Bukas Luluhod ang mga Tala (Tomorrow the Stars Will Kneel) is a 1985 Filipino film by Viva films. Directed by Emmanuel H. Borlaza, story by Nerissa Cabral, and screenplay by Jose N. Carreon and Orlando Nadres. The film was released on July 11, 1984. The film stars Sharon Cuneta, Eddie Rodriguez, Gina Pareno, Pilar Pilapil, Tommy Abuel, Rey “PJ” Abellana, Raymond Lauchengco, Lani Mercado, Eula Valdez, and Janet Elisa Giron as young Rebecca. The film is about a girl who was born in a dirt-poor family who swore revenge to the rich family that kept wronging them.

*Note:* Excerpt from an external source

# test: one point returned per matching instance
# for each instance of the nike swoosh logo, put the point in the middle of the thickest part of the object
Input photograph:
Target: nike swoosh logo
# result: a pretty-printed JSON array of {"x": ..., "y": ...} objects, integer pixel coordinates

The film is based on Nerissa Cabral's Pilipino Komiks Atlas Novel. The theme song "Pangarap na Bituin" is sung by Sharon Cuneta and composed by Willy Cruz.

Plot 
The movie is about an illegitimate child Rebecca (Sharon Cuneta) who swore revenge against her father Don Roman Estrella (Eddie Rodriguez) and her legitimate half-sisters Alice (Lani Mercado) and Monet (Eula Valdez). The film's title, "Bukas Luluhod ang mga tala", comes from her swearing revenge against the Estrella family.

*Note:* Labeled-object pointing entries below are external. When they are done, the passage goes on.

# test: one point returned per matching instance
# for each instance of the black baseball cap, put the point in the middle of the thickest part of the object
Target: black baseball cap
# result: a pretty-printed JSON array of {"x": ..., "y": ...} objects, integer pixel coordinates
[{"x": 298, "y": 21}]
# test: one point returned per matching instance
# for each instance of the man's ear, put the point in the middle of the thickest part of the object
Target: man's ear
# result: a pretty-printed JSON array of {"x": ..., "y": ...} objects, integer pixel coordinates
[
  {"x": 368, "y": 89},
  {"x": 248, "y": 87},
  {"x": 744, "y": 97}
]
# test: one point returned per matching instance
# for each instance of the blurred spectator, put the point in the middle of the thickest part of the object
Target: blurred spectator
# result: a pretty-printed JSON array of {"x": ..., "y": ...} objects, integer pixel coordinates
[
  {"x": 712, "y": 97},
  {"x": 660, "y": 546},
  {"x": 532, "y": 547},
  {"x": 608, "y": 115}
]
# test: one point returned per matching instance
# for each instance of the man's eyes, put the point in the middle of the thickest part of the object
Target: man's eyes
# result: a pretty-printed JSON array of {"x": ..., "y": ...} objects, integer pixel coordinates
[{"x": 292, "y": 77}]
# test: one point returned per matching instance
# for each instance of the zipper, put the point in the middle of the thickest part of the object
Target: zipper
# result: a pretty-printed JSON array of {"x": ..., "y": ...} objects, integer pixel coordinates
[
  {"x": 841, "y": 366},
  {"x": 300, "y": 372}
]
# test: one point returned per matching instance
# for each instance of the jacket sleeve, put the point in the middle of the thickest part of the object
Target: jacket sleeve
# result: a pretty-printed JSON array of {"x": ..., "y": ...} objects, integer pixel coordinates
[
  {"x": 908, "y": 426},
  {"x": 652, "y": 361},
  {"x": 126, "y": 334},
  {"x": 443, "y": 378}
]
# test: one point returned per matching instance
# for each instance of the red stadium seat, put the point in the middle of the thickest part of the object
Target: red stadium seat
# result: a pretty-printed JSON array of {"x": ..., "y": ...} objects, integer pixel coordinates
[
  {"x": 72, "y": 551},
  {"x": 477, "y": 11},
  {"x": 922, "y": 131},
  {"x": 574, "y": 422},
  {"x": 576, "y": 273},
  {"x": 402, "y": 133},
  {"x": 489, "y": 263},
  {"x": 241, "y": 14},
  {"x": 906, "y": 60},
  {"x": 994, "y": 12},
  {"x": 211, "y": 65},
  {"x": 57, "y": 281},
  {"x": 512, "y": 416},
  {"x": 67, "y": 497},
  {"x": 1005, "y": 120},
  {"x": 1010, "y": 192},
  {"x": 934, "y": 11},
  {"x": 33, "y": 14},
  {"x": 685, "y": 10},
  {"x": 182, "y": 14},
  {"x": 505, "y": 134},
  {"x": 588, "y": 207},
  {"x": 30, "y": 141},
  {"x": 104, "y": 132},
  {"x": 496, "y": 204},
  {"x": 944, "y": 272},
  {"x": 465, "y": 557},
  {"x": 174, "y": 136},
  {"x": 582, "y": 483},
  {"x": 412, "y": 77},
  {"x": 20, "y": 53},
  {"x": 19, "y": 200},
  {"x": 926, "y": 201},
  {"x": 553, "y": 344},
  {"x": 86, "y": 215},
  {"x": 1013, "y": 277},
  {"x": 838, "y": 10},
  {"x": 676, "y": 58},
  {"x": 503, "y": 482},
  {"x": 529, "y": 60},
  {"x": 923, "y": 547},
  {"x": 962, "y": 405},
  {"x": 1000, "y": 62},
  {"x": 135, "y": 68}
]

Rebecca started performing and soon have a successful singing career. She planned on buying the Estrella home but relents and instead made peace with her father and her half-sister Monet. The film ends with Rebecca singing the chorus of “Pangarap na Bituin” while a montage of the movie plays.

Cast 

 Sharon Cuneta as Rebecca Rios
 Eddie Rodriguez as Rowel “Roman” Estrella
 Gina Pareño as Fidela Rios
 Pilar Pilapil as Monica
 Tommy Abuel as Ador
 Rey “PJ” Abellana as Dante Mandresa
 Raymond Lauchengco as Jun Rios
 Lani Mercado as Alicia “Alice”
 Eula Valdez as Monet
 Janet Elisa Giron as young Rebecca

 Mary Walter as Donya Concha
 Romeo Rivera as Rebecca’s lawyer
 Manny Castaneda as Bing
 Vangie Labalan as Pining
 Timmy Diwa as Ricky
 Charlon Davao as Young Jun
 Jennifer Sevilla as Young Alicia
 Christopher De Leon as special participant “Boyet De Leon”

Awards 
The film received 5 FAMAS nominations (Best Supporting Actress for Gina Pareno, Best Child Actress for Janet Elisa Giron, Best Story for Nerissa Cabral, Best Sound for Rolly Ruta, Best Musical Score for Willy Cruz) and won Best Sound and Best Musical Score.

The film also won the 1985 FAP Award for Best Sound Engineering.